Inspiration

Ryan is too fixated on Pokémon, competitively and in general. He was unsatisfied with the statistical information available about the game. Most statistics are only conditional on the Pokémon, ignoring role, damage type, and more.

What it does

The project lets the user fill in as much or as little information about a team they have in mind, using dropdowns. Then, the user may explore novel random but valid possibilities. At any point, they may step forward, step back, and manually detail the team.

It is built using the "Wave Function Collapse" algorithm, which we named the project after. It is normally used to procedurally generate tilemaps and low-resolution images. One novel use was to generate poems with specific lyrical forms, like limericks and ballads. Similarly, we applied it here. (It's loosely based on quantum mechanics, with "observations" and "collapses" of probability. So, we're essentially observing a superposition of all Pokémon.)

How we built it

The project is built in HTML/TypeScript/CSS, running as a static page. If you host it yourself, we used python3 -m http.server. If you want to edit the TypeScript, you will have to run tsc to compile into JavaScript, as usual.

Challenges we ran into

  • Ryan didn't believe he would find anyone to work with him on the project. So, the team formed rather late, two hours in, and we began after regrouping the next day, 12 hours in.
  • Everyone on the team was fresh to Typescript, and some were new to Javascript as well. We learned as we went, and the exports system was a pain point without help.
  • The dropdowns were very demanding to get working. We wrangled with them, trying to populate them, to style the dropdown, to call functions on selection, and much more.
  • Not everyone was used to Github, and so occasionally shenanigans would happen in our branch.

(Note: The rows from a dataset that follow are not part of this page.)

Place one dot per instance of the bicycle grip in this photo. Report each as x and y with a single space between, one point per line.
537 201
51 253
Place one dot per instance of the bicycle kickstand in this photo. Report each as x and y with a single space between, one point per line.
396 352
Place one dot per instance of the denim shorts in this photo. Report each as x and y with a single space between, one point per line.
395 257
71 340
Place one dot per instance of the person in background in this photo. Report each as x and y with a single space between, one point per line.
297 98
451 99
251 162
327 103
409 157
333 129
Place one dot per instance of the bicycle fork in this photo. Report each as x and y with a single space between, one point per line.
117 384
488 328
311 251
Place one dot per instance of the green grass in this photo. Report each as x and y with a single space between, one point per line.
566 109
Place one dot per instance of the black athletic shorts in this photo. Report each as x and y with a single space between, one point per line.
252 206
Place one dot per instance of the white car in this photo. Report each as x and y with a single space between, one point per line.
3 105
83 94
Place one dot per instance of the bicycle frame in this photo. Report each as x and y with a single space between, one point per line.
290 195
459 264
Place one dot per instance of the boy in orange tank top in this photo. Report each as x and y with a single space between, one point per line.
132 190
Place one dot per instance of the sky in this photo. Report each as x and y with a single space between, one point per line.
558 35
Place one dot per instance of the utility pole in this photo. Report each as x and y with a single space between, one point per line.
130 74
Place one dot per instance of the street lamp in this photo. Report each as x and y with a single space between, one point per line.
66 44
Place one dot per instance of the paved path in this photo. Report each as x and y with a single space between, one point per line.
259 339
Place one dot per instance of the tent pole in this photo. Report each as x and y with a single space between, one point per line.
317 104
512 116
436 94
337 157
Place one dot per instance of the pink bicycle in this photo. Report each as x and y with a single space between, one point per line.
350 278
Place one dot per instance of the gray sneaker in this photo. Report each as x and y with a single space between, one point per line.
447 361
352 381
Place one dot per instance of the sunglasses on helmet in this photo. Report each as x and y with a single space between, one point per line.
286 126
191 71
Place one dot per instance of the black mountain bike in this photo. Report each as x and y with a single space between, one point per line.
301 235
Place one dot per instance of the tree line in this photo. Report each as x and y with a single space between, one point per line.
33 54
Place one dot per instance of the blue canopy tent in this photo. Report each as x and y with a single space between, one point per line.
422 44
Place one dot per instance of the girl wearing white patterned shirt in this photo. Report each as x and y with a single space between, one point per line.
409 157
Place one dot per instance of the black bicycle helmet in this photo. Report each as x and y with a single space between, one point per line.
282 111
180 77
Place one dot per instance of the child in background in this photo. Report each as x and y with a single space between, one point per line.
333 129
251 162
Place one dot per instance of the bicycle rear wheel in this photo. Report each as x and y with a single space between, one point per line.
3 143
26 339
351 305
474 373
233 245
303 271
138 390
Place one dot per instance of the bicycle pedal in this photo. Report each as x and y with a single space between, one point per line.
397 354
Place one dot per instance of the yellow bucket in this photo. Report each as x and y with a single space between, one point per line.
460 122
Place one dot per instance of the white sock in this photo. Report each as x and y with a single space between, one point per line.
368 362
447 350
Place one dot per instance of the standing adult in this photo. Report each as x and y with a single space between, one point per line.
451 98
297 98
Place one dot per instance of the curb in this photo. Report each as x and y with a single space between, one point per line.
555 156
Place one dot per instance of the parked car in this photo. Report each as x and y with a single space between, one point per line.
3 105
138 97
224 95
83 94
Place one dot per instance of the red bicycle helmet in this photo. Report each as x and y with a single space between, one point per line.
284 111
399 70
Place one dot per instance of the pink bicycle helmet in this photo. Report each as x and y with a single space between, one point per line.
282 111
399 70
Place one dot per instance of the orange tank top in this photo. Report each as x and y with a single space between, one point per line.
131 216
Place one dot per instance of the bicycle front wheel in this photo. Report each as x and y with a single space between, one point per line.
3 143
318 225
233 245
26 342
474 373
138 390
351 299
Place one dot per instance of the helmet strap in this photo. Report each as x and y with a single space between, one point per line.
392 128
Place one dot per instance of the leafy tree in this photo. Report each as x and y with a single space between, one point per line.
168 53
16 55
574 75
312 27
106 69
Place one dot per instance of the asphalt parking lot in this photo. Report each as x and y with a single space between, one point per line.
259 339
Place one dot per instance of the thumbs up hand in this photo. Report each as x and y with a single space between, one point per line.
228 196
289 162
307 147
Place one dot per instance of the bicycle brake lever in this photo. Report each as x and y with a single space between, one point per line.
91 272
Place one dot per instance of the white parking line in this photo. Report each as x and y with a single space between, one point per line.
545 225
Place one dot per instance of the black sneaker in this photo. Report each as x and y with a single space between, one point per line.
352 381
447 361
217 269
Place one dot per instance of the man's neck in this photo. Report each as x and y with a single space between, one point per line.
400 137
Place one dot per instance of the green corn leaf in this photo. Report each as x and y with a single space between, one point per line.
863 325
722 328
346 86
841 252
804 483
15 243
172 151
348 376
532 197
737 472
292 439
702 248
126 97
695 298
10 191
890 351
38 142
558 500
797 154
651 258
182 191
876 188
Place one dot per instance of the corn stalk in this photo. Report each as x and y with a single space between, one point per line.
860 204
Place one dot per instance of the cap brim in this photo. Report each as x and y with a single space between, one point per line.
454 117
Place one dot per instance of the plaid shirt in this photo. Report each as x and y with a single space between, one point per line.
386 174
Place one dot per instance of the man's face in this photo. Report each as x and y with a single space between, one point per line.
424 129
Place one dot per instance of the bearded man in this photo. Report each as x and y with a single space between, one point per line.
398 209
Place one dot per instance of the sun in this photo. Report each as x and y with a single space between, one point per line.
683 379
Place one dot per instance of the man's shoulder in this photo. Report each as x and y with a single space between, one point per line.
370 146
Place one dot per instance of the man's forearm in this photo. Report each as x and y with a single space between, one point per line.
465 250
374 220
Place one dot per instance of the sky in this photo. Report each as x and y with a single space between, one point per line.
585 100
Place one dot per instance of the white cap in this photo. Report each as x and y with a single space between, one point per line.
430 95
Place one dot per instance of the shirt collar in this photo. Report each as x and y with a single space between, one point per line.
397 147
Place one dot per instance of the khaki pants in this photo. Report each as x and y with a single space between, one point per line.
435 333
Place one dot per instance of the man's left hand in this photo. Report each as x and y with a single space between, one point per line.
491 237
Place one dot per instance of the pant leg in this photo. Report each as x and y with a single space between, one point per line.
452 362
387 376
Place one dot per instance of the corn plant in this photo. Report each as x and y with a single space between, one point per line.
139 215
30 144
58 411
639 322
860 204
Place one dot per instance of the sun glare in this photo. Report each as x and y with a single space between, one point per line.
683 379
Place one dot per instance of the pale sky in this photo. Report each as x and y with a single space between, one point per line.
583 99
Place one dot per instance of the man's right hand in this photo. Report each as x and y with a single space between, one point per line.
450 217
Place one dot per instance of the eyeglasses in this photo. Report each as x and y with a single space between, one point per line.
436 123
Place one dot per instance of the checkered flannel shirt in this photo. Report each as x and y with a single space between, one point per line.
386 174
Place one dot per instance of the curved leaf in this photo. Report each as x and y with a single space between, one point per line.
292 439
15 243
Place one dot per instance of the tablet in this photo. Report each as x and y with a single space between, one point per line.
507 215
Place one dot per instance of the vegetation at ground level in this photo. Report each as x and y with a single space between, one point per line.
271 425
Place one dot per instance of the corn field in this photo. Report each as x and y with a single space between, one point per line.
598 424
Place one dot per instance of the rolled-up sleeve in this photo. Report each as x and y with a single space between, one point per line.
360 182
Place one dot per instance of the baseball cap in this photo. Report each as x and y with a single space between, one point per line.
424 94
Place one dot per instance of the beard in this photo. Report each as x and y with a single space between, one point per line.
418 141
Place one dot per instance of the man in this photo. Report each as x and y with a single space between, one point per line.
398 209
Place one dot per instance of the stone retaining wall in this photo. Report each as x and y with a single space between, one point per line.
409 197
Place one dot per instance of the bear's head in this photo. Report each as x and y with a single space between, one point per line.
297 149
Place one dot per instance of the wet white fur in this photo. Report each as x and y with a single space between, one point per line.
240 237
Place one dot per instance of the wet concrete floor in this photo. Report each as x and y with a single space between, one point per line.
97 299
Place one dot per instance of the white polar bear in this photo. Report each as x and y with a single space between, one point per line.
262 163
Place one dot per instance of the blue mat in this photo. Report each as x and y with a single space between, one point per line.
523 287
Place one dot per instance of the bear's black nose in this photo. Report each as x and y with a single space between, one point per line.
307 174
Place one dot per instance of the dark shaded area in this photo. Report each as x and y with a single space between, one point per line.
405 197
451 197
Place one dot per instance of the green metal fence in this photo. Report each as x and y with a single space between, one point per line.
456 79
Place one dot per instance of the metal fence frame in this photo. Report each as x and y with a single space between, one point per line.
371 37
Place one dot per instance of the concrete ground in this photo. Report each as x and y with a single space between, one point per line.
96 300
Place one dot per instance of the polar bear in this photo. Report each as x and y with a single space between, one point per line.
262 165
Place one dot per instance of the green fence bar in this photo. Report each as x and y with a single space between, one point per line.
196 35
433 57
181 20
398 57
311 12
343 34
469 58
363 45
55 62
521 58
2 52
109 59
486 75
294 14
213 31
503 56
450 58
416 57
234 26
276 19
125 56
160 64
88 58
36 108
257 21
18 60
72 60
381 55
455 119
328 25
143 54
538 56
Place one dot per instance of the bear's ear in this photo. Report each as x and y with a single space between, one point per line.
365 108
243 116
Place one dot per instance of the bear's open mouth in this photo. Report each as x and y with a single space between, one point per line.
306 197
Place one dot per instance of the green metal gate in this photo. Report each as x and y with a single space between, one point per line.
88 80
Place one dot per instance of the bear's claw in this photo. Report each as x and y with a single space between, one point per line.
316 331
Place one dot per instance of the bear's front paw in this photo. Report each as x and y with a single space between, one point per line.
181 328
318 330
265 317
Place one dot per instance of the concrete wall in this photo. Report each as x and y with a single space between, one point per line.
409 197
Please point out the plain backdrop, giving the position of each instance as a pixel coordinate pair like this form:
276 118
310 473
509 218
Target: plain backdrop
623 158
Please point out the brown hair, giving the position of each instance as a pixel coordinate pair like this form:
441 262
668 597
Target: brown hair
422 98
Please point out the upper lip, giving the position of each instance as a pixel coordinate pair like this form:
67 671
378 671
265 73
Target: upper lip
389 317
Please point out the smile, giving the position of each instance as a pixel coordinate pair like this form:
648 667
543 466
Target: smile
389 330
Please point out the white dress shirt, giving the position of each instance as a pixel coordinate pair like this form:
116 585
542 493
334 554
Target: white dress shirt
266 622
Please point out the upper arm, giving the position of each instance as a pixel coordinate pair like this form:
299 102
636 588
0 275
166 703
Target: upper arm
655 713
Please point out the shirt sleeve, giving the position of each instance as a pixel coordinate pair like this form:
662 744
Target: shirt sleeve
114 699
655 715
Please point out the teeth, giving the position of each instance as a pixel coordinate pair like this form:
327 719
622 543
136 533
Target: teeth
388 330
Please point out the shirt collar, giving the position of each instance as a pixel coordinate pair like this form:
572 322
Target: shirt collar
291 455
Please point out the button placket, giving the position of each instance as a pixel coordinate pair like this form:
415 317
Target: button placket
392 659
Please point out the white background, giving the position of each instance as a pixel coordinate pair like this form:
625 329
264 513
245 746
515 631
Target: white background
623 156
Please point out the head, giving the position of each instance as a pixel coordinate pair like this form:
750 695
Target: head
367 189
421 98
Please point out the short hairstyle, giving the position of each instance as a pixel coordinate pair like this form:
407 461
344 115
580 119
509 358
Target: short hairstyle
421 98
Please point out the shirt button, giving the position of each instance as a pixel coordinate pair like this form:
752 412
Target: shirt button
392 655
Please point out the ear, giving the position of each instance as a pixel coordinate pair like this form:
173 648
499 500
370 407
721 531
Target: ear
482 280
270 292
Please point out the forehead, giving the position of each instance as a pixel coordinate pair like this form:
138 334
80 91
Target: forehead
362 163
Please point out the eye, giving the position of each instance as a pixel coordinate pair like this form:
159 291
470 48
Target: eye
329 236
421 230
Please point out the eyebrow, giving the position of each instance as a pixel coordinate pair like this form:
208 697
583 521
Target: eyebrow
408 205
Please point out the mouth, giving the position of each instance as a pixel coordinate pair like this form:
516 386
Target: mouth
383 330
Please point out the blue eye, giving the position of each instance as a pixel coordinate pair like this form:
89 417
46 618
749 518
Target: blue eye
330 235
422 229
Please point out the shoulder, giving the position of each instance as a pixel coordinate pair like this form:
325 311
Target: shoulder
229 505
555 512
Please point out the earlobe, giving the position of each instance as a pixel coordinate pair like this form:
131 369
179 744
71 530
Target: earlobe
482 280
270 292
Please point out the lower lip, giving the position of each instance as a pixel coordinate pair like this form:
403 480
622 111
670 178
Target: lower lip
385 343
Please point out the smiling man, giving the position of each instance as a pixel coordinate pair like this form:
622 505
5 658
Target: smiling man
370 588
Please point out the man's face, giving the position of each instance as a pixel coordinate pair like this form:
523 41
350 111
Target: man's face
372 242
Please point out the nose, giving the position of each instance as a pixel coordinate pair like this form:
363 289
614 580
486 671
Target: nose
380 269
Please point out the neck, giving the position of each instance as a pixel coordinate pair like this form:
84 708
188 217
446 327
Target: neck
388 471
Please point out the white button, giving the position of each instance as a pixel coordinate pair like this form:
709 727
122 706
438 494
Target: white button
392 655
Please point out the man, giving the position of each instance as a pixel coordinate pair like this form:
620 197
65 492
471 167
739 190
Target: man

Accomplishments that we're proud of

  • The algorithm implementation. It is technically generic, so it would work to solve any set of restraints.
  • Picking up Typescript.
  • The front-end. The page is responsive and interacts with the back-end cleanly.

What we learned

We had many people from many disciplines, so there was naturally a lot of crossing over and picking up things. As someone who couldn't have enough programming languages, Ryan suggested Typescript to use in place of Javascript. Steven had a comprehensive knowledge of front-end development, and as tasks were spread among us, we worked with the event system between HTML and Javascript, JQuery, and the interface between the front and back. "Most" importantly, everyone gained an appreciation of Pokémon and knowledge of random facts. (Riolu has Prankster???)

What's next for Pokélapse

The constraints are quite loose, generating rather uncompetitive movesets. For example, the items are currently not considered and are quite nonsensical at the moment. (We think it makes it funnier.) Team synergy was planned, but since it was more of a recommendation than a hard constraint, we focused on getting valid teams first. In the future, we would have an options panel for such recommendations, such as:

  • Limiting choices to top popular picks with a user-defined cutoff.
  • Filtering out not fully evolved Pokémon.
  • Avoiding mixed attackers (physical and special).
  • Avoiding shared type weaknesses in teams. Visually, the item dropdown could have their icons, and moves could have their type. There are small imprecisions in the styling. The site is a bit wonky on mobile, too.